My goal was to return to work early enough to fly out to Chicago, to see a game at Wrigley Field, with a group of coworkers. I was so focused on this trip that I had not really considered the consequences of rushing. Because of my lack of priorities, I wound up relapsing three times. After making a few adjustments, I was soon back to living a normal life of pain-free living.
Start out at half time
The transition from hospital bed to full-time work is not seamless. Sitting is tough on the back. In addition, certain jobs, such as my customer service job, required being tied to a desk. After several setbacks, I found that by limiting my first week to four hours a day and with my doctor’s approval, I gradually built up to eight hours a day. In three weeks, I was back to working full-time and I was able to work without serious pain.
Adjust your desk
Most offices offer adjustable desks and chairs.
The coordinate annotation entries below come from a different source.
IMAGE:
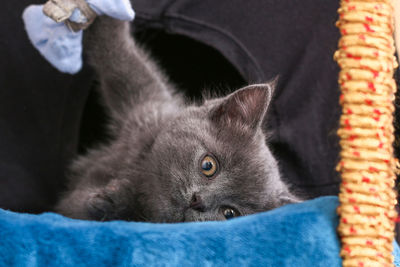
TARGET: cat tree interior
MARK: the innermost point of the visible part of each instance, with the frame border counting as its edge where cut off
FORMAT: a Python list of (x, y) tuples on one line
[(366, 58)]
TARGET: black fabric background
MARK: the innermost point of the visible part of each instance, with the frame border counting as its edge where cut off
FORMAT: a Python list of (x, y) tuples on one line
[(45, 116)]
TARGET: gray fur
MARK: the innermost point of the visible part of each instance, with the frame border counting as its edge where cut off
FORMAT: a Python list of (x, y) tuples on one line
[(150, 169)]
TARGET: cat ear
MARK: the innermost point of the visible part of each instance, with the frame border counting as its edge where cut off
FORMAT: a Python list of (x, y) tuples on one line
[(245, 107)]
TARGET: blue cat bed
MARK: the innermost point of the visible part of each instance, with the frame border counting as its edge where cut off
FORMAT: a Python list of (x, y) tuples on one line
[(295, 235)]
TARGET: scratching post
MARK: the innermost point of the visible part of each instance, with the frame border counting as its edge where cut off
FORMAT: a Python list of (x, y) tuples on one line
[(367, 199)]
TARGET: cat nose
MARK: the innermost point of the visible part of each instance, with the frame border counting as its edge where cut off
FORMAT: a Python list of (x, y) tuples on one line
[(196, 203)]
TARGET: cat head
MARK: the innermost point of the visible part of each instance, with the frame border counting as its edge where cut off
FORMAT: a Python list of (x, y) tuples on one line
[(214, 163), (211, 162)]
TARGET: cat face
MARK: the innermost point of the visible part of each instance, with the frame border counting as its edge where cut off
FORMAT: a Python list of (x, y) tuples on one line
[(212, 162)]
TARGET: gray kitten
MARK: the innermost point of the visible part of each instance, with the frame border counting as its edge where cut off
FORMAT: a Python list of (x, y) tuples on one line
[(169, 161)]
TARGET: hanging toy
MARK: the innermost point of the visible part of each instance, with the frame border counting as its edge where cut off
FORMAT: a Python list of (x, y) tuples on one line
[(55, 29)]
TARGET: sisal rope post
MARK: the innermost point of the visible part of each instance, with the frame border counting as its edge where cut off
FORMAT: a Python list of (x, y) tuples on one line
[(366, 57)]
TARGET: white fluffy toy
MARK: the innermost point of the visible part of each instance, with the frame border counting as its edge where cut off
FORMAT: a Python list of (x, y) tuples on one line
[(56, 28)]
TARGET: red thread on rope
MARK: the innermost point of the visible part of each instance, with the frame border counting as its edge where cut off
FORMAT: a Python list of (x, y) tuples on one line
[(368, 28), (366, 179)]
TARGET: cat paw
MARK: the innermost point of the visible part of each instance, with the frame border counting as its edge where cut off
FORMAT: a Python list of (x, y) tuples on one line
[(100, 207)]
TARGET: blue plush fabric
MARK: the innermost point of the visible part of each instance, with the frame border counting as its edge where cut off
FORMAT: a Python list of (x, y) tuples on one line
[(295, 235), (56, 43)]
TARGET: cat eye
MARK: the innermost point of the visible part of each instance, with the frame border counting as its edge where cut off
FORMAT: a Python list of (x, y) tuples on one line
[(209, 166), (230, 213)]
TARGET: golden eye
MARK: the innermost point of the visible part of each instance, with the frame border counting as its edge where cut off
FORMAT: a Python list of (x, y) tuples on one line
[(209, 166)]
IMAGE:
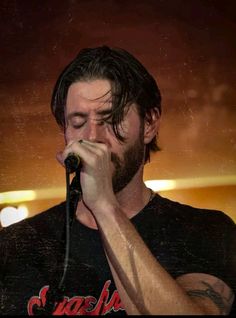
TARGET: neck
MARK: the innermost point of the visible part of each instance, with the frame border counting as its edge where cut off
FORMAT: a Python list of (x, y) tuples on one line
[(131, 200)]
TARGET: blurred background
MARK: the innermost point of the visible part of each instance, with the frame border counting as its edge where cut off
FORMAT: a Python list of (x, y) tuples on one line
[(188, 46)]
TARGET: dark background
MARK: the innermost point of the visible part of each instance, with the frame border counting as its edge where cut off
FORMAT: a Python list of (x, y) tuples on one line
[(189, 47)]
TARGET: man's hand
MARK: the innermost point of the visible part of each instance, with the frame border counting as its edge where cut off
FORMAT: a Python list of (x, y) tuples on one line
[(95, 175)]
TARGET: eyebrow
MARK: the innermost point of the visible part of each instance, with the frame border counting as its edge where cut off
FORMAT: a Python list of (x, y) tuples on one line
[(103, 112)]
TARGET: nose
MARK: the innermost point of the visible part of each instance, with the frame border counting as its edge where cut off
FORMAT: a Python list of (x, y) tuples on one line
[(95, 131)]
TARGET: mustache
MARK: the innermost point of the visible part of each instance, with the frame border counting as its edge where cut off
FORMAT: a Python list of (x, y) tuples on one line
[(116, 160)]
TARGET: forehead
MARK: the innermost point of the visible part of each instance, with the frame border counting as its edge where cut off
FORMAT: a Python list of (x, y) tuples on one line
[(94, 93)]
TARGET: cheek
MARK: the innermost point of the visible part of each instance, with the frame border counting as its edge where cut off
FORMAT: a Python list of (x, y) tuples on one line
[(71, 134)]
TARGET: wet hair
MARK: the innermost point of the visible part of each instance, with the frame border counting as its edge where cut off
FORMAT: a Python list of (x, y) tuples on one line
[(130, 83)]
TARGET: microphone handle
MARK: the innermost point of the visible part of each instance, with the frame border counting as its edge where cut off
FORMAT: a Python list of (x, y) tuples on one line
[(72, 162)]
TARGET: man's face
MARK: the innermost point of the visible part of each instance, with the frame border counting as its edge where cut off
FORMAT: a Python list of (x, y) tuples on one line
[(88, 104)]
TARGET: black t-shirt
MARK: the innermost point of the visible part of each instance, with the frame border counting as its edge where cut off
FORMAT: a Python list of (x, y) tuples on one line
[(182, 238)]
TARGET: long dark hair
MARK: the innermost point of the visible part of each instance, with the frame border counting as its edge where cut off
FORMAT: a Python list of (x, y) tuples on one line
[(130, 83)]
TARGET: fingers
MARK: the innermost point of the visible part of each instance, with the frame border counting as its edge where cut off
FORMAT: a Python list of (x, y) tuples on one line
[(89, 152)]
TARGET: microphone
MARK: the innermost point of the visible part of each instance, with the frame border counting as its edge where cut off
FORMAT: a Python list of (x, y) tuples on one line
[(72, 162)]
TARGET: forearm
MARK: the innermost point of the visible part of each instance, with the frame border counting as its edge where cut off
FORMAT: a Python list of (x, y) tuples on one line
[(150, 289)]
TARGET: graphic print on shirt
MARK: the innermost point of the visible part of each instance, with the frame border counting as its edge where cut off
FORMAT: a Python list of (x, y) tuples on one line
[(79, 305)]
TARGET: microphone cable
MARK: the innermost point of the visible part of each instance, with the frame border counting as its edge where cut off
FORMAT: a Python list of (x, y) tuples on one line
[(73, 196)]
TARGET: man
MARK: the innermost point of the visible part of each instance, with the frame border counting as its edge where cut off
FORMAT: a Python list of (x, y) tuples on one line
[(131, 251)]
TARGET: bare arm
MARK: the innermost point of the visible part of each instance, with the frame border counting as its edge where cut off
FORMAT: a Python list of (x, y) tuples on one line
[(143, 284)]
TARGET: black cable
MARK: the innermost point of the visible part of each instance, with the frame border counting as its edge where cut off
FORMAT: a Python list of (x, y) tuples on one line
[(73, 195), (67, 238)]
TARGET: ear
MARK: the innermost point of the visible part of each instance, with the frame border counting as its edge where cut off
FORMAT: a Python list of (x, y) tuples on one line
[(151, 126)]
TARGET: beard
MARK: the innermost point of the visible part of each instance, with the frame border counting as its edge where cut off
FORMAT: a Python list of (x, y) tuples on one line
[(126, 169)]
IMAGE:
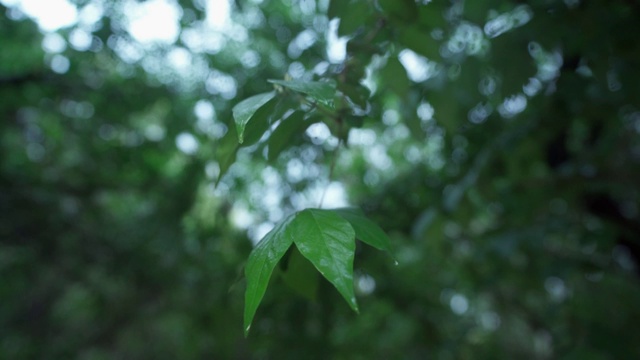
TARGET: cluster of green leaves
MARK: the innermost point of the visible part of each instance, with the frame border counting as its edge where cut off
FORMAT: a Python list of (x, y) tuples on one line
[(515, 231), (324, 237)]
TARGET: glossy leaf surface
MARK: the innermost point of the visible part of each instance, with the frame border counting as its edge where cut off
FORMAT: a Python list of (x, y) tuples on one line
[(328, 241), (245, 110), (260, 265)]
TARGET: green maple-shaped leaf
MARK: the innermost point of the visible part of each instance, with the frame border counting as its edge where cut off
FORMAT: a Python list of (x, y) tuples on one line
[(262, 261), (244, 111), (324, 237), (328, 242)]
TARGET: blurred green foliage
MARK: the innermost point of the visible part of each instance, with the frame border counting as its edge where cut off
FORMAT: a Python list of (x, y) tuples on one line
[(496, 142)]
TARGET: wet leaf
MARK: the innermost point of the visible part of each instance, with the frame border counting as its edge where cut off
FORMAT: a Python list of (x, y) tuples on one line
[(301, 276), (262, 260), (244, 111), (328, 241)]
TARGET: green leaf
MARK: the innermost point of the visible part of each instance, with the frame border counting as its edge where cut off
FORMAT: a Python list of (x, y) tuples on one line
[(366, 230), (260, 265), (288, 127), (319, 90), (245, 110), (328, 241), (301, 276)]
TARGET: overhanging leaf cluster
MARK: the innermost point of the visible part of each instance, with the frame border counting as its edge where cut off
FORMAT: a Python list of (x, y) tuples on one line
[(324, 237)]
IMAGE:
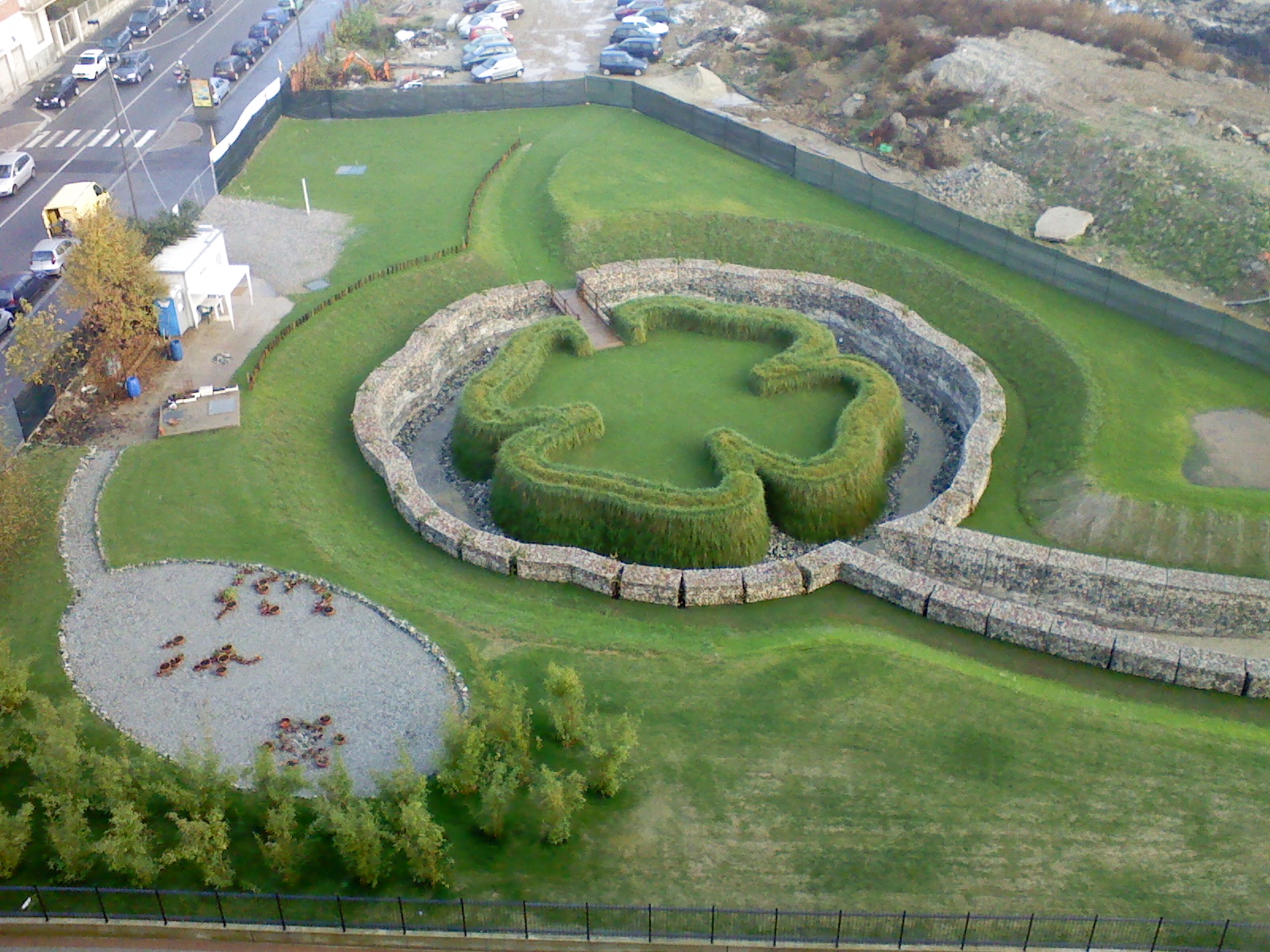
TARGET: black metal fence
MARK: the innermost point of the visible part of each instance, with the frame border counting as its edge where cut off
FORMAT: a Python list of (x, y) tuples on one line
[(648, 923)]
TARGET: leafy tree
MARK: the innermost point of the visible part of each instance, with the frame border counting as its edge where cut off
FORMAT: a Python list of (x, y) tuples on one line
[(40, 347), (111, 279), (467, 747), (205, 841), (13, 679), (611, 747), (558, 797), (283, 846), (69, 835), (499, 785), (567, 704), (14, 837), (127, 847), (168, 228)]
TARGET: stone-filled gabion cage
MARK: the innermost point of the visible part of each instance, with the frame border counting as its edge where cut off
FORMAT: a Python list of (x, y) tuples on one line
[(933, 370)]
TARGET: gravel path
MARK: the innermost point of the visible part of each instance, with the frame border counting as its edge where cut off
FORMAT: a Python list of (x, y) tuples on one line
[(378, 682)]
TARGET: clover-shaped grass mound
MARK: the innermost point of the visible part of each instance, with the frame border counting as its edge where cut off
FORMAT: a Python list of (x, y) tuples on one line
[(537, 497)]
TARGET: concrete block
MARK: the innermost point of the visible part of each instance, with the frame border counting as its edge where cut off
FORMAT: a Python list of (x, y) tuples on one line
[(649, 583), (822, 565), (887, 581), (1257, 683), (1210, 670), (1020, 625), (713, 587), (1146, 657), (444, 532), (489, 551), (963, 608), (768, 581), (1080, 641)]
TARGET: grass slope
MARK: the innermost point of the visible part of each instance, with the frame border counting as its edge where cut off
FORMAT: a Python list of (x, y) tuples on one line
[(818, 752)]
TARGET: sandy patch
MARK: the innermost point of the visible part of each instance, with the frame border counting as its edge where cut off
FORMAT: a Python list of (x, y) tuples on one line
[(1232, 450)]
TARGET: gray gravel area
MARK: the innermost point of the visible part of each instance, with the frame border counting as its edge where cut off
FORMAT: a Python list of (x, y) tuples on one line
[(379, 682), (283, 245)]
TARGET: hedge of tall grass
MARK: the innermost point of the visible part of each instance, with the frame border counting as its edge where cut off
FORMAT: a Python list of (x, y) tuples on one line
[(540, 499)]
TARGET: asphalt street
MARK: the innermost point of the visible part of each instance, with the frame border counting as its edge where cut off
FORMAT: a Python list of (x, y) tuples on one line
[(156, 144)]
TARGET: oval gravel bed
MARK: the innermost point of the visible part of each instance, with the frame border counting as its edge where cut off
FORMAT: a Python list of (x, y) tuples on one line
[(378, 682)]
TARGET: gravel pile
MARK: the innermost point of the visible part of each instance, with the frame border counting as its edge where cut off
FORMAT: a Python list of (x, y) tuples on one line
[(285, 247), (983, 190)]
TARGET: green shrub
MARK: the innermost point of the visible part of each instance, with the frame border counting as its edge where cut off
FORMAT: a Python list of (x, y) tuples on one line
[(539, 499)]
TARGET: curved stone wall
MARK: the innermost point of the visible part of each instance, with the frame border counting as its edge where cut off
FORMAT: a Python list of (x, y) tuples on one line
[(930, 367)]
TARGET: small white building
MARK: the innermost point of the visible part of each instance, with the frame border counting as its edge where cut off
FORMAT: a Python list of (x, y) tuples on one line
[(201, 281)]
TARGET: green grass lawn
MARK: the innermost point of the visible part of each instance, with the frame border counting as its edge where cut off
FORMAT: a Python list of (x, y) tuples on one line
[(660, 399), (821, 752)]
I found that no matter what I did, the chair I used was still not very comfortable. Equipped with a doctor’s note, my office purchased a special chair that was custom adjusted for me. In addition, I purchased a small stool to rest my right foot. This footstool gave me additional comfort and support. These small changes made a huge difference!
Get up and move
Every hour, I make sure I get up and stretch and if possible, take a walk around the office. Getting water, dropping off a note to my boss or making copies, really helped stretch out my back. Even though my statistics required being available on the phone 90 percent of the time, I calculated three minutes every hour and I used this time to move. This helped my transition tremendously.
Go to part-time
I found that by Friday afternoon, I had to dig into my pills to deal with reoccurring pain that would last until Sunday morning, ruining my weekend. Yes, I could work eight-hour shifts, but that became the entire focus of my life. Yet, when I worked shorter days, I found that my pain was almost nonexistent and I could live a more normal life outside of work. In addition, with the extra two hours, I was able to find more time to include swimming in my daily routine, and I was rewarded with a pain-free back.
Keep your schedule open
Like everyone else dealing with chronic pain, I only wanted my life back. Yet, I found that if I worked all week and then had a very active weekend, my back pain became worse and my entire life had to stop, yet again, to deal with this problem. I found that keeping blocks of time open was key to keeping healthy. If I had a long plane ride, I made sure I was able to get in a workout and plenty of sleep the days before departure.
At work there were always high-calorie snacks and caffeinated beverages. Finding that balance of being social and eating right is key. Also, I kept fit by following an individualized program. I spoke with my physical therapist and we created a realistic daily workout plan. I soon added pool running, several yoga moves, and weight machines to my routine.